A cidade de São Paulo, por exemplo, gera cerca de 23 mil toneladas de resíduos por dia, mas apenas 3% é reciclado. Esse percentual, segundo Nalini, só é possível graças ao trabalho de catadores e catadoras de materiais recicláveis — profissionais que atuam muitas vezes de forma invisível, sem o devido reconhecimento, apoio público ou condições dignas de trabalho. Para o jurista, há um desequilíbrio crescente entre o volume de lixo produzido e a capacidade das cidades de lidar com ele de maneira sustentável. A maior parte dos resíduos ainda é destinada a aterros sanitários, que se aproximam do esgotamento e se mostram cada vez mais insustentáveis, tanto ambiental quanto economicamente.

Embora o problema seja nacional, a dimensão do cenário paulistano serve como alerta. “A mudança precisa começar com pequenas atitudes cotidianas”, afirmou Nalini. Entre elas, ele destaca a redução do consumo, o combate ao desperdício, a preferência por produtos reutilizáveis e a diminuição do uso de plásticos descartáveis. Outra ação fundamental é a separação correta dos resíduos nas residências, o que pode facilitar o trabalho dos catadores e aumentar a eficiência da reciclagem. “Separar o lixo é um gesto simples, mas de grande impacto”, completou.

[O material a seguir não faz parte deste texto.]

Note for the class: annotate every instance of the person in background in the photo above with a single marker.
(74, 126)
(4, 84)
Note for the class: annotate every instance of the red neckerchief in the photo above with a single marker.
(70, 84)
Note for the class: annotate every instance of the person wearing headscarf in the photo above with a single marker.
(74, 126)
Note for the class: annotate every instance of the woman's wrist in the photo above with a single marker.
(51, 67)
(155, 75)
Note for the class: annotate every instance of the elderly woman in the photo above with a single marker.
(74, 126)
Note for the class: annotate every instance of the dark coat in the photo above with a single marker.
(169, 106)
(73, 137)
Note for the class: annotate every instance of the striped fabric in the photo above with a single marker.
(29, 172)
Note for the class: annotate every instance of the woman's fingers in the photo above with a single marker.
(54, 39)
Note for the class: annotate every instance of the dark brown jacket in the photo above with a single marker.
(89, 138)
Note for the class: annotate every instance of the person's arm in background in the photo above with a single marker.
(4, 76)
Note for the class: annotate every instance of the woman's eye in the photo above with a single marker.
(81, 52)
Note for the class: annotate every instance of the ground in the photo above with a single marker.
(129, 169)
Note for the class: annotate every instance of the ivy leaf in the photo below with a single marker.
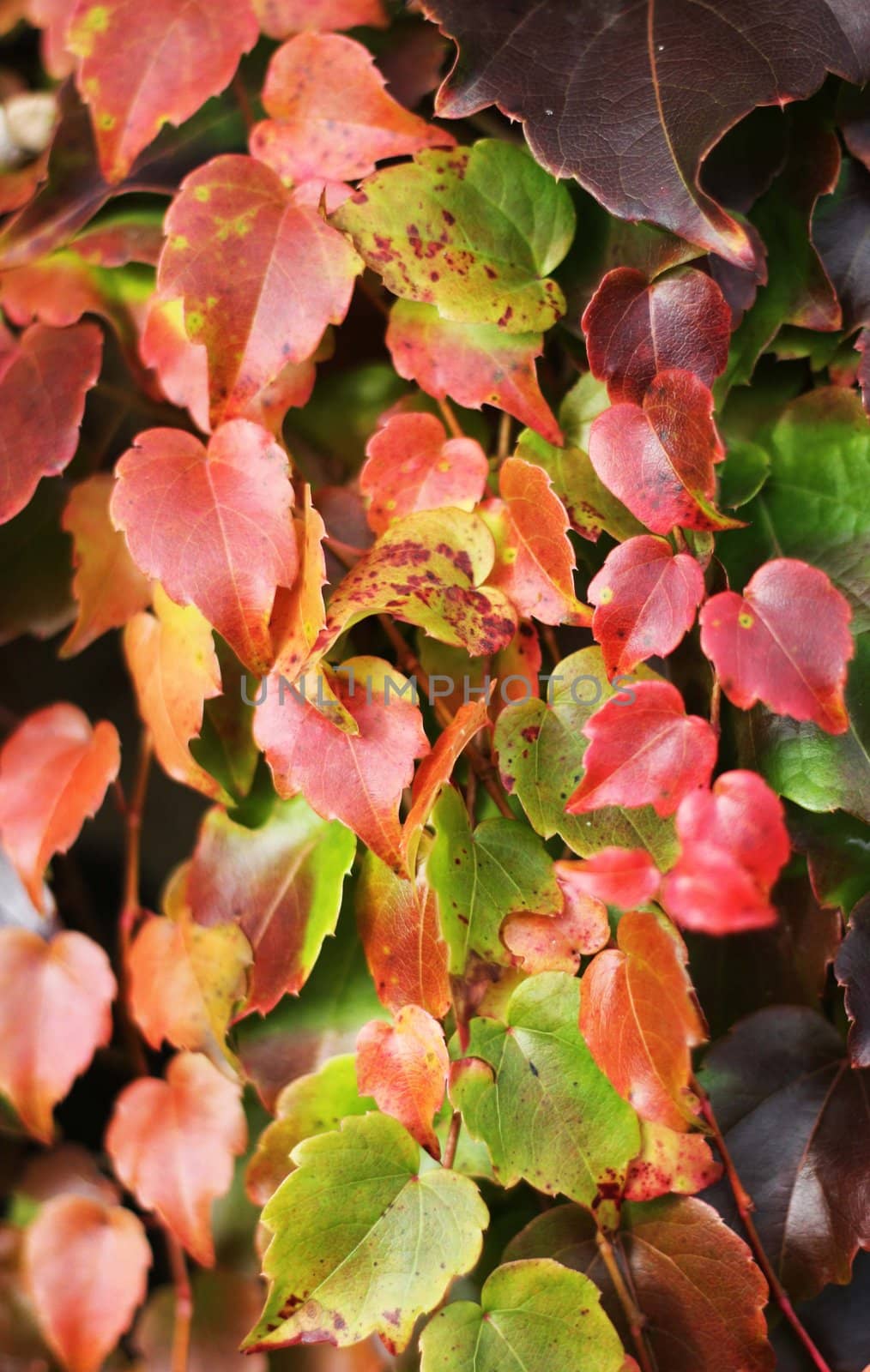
(636, 329)
(39, 438)
(172, 1143)
(428, 230)
(534, 1314)
(414, 466)
(609, 105)
(256, 324)
(698, 1287)
(55, 1012)
(782, 1088)
(474, 364)
(107, 585)
(623, 877)
(485, 876)
(281, 18)
(784, 641)
(281, 884)
(357, 777)
(174, 669)
(363, 1241)
(657, 459)
(853, 971)
(329, 116)
(184, 981)
(556, 943)
(404, 1067)
(85, 1264)
(240, 545)
(54, 774)
(645, 599)
(815, 501)
(427, 569)
(589, 504)
(643, 987)
(313, 1104)
(130, 98)
(535, 566)
(645, 752)
(541, 747)
(733, 847)
(530, 1088)
(401, 936)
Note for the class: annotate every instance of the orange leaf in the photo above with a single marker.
(213, 526)
(54, 774)
(640, 1019)
(172, 1143)
(55, 1013)
(354, 777)
(174, 669)
(404, 1067)
(44, 379)
(85, 1264)
(142, 68)
(298, 278)
(107, 585)
(331, 116)
(412, 466)
(401, 937)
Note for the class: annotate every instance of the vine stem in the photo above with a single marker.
(409, 663)
(630, 1309)
(132, 809)
(744, 1207)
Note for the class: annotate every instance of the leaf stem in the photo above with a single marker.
(744, 1207)
(630, 1309)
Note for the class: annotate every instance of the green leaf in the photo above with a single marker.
(363, 1241)
(538, 1101)
(815, 504)
(588, 501)
(541, 749)
(472, 231)
(531, 1315)
(803, 763)
(483, 877)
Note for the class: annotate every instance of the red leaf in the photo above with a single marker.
(172, 1143)
(281, 18)
(54, 774)
(107, 585)
(640, 1020)
(404, 1067)
(256, 324)
(645, 599)
(85, 1264)
(535, 567)
(213, 526)
(143, 68)
(623, 877)
(474, 364)
(734, 844)
(556, 943)
(659, 459)
(412, 466)
(354, 777)
(643, 751)
(401, 935)
(636, 329)
(784, 641)
(329, 114)
(55, 1013)
(44, 379)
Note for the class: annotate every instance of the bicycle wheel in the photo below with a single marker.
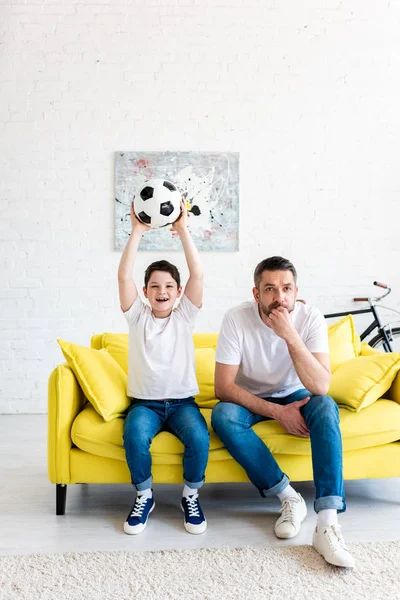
(394, 338)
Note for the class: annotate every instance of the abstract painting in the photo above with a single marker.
(209, 182)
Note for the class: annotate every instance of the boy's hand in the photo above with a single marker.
(182, 221)
(136, 224)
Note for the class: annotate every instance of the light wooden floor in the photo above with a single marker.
(236, 514)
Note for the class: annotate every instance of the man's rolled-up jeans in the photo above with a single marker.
(233, 424)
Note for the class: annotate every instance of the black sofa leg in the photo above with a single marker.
(61, 496)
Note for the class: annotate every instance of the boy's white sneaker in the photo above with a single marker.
(293, 513)
(329, 542)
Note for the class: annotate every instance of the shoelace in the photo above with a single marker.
(138, 508)
(287, 510)
(335, 538)
(193, 506)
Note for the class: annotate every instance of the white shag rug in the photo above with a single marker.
(289, 573)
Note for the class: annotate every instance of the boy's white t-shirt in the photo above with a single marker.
(161, 362)
(265, 365)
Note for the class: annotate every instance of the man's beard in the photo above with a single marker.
(266, 310)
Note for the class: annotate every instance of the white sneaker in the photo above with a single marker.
(293, 512)
(329, 542)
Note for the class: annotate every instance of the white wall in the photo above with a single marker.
(306, 90)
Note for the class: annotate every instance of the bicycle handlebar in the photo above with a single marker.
(385, 287)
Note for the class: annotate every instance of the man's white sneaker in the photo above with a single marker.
(293, 512)
(329, 542)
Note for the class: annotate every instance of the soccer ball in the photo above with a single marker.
(157, 203)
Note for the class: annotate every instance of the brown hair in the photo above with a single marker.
(274, 263)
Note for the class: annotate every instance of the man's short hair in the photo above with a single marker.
(273, 263)
(162, 265)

Nalini também defendeu o plantio de árvores como ação complementar ao combate ao excesso de resíduos. Segundo ele, arborizar os espaços urbanos melhora a qualidade do ar, ajuda a reduzir o calor nas cidades e contribui para o reequilíbrio ambiental, frequentemente comprometido pelo acúmulo de lixo e pela poluição.

A reflexão proposta por Nalini vai além da crítica ao sistema atual: trata-se de um convite à responsabilidade coletiva. Embora o poder público tenha papel crucial na formulação de políticas de gestão de resíduos e ampliação da coleta seletiva, ele reforça que a mudança depende também da ação individual de cada cidadão.
“Cuidar do meio ambiente não é uma escolha ideológica ou política. É uma necessidade urgente”, afirmou o jurista. Para ele, só uma mudança de mentalidade poderá garantir qualidade de vida para as gerações atuais e futuras.

Nalini também destacou a importância de valorizar os catadores e catadoras, que são os principais responsáveis pelos avanços, ainda tímidos, da reciclagem no país. “O lixo que descartamos pode parecer o fim para nós, mas nas mãos certas, ele ainda pode ter um novo começo”, concluiu.